Role of Tilling in Agriculture

Tilled soil with fresh green sprouting plants, shallow depth of field, selective focus and visible furrows.

Why are we doing so before then? The way we do agriculture today symbolizes tilling for many people. If we ask you to represent a farming scene, you probably have pictures of a large tractor that is carrying a field heavy and metal.

There are countless things we do every day by rotation, without even worrying about why or how we are, simply because everyone else is and seems to be doing the finished thing. The question is: could one of these things be tilling? Might not anything so emblematic of agriculture really be the best way or – worst – could it be even harmful?

What are the reasons for this?

For thousands of years tilling has taken on some form, even since ancient Egyptian times. Tilling forms have been recorded. As with all farmers, tilling has experienced hundreds of technical advances and moved from the use of easy handheld tools and animals drawn to the heavy high-tech tractors we see today. Those inventions made it harder, longer, deeper and much more effective to work the soil.

There are many good reasons why tilling seems to be a brilliant idea first of all, which is why agriculture first of all gained such momentum. At first, the idea was to make nutrients more readily available to the plant by grinding the soil into smaller particles. And all seems fine at first glance. Soil is fluffy and tidy after tilling, and plants are quickly planted and tend to flourish in their new houses. But occasionally things aren't rosy in the gardens after you, and on closer inspection. Therefore, no-till planters have come into being.

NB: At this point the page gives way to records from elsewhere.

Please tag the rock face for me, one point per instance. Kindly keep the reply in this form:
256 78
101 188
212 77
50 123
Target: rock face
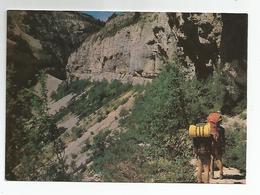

The belief that the soil is essentially a physical and chemicals substrate is based on Tilling. However, the biology underlining the working of the good soil is not taken into consideration. And the no-till planter concept is primarily because of this biology, namely an unseen ally known as 'fungal mycelium' whose only spoonful of good land is literally thousands and miles away.

The mycelium supports plants and therefore farmers in a number of ways. It helps dismantle natural nutrients, reconstructs the structure of the soil, aerates the soil and improves the water retention of the soil exponentially. Essentially, certain forms of good fungi allow the so-called 'symbiotic relationships' to plant roots. These connections are exchange fungi for simple plant-produced sugars and for their root systems for carbohydrates and minerals. This helps to nourish plants with fungal mycelium. Mycelium also has shown to play a critical role in water transport to plants and in reacting to problems with other molecules, such as enzymes.

Practices of carving often destroy other essential types of soil microbiology. Tilling, for example, kills earthworms which play a key role in the health of the soil by aerating their burrows and digesting soil, creating nutritious humus.

Furthermore, tilling, by transforming and mixing the soil, brings down all the existing soil layers pulling finer soils onto the surface of the soil and is thus vulnerable to erosion. This also compacts the soil, producing the anaerobic conditions in which plant pathogens grow.

Reach us at 4ag Manufacturers in OKC if you need a no-till planter for farming.